Daniels said she agreed to accept the $130,000 hush money payment just days before the 2016 presidential election to keep her one-night stand with Trump in 2006 from becoming public to protect her husband and daughter, and so “that there would be a paper trail and money trail linking me to Donald Trump so that he could not have me killed.”

The documentary is an inside look at Daniels’ life navigating the roller coaster that followed the public revealing of the hush money payment that ultimately landed Trump’s former attorney Michael Cohen in federal prison for breaking campaign finance laws. Trump was charged with falsifying business records for allegedly covering up the reimbursement of those payments to influence the election. Trump has pleaded not guilty and denies the affair.

Why Trump’s lawyers object to Stormy Daniels documentary

Trump’s attorneys have argued the release of the documentary should be grounds to dismiss the indictment or delay the trial since its release comes one week before jury selection was scheduled to begin on Monday. They said some of Daniels’ statements, including concerning threats of violence, would be prejudicial to Trump.
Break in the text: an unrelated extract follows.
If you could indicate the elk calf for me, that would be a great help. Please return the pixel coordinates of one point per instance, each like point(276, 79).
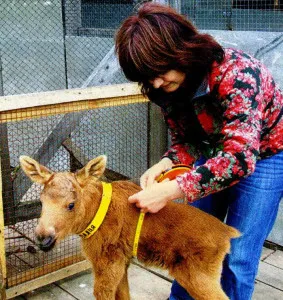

They blame prosecutors for not alerting them about the documentary.

“Clifford asserts on the video trailer that ‘sh*t got real’ when President Trump got the Republican nomination, claims that she was ‘terrified,’ reads highly prejudicial threats not connected to President Trump, such as a random person stating, ‘you just signed your death warrant,’” Trump’s attorneys wrote, referring to Daniels by her real name, Stephanie Clifford.

The release, they added, “reflects an egregious effort to prejudice the venue, which the People were undoubtedly aware of but failed to disclose, and requires a dismissal” or delay of the trial date.

They’ve also asked the judge to preclude Daniels from testifying.

Judge Juan Merchan agreed to push back the trial until at least April 15 over the late production of documents from prosecutors in the Cohen case – unrelated to the claims concerning Daniels. He has not ruled on the Daniels-related matters.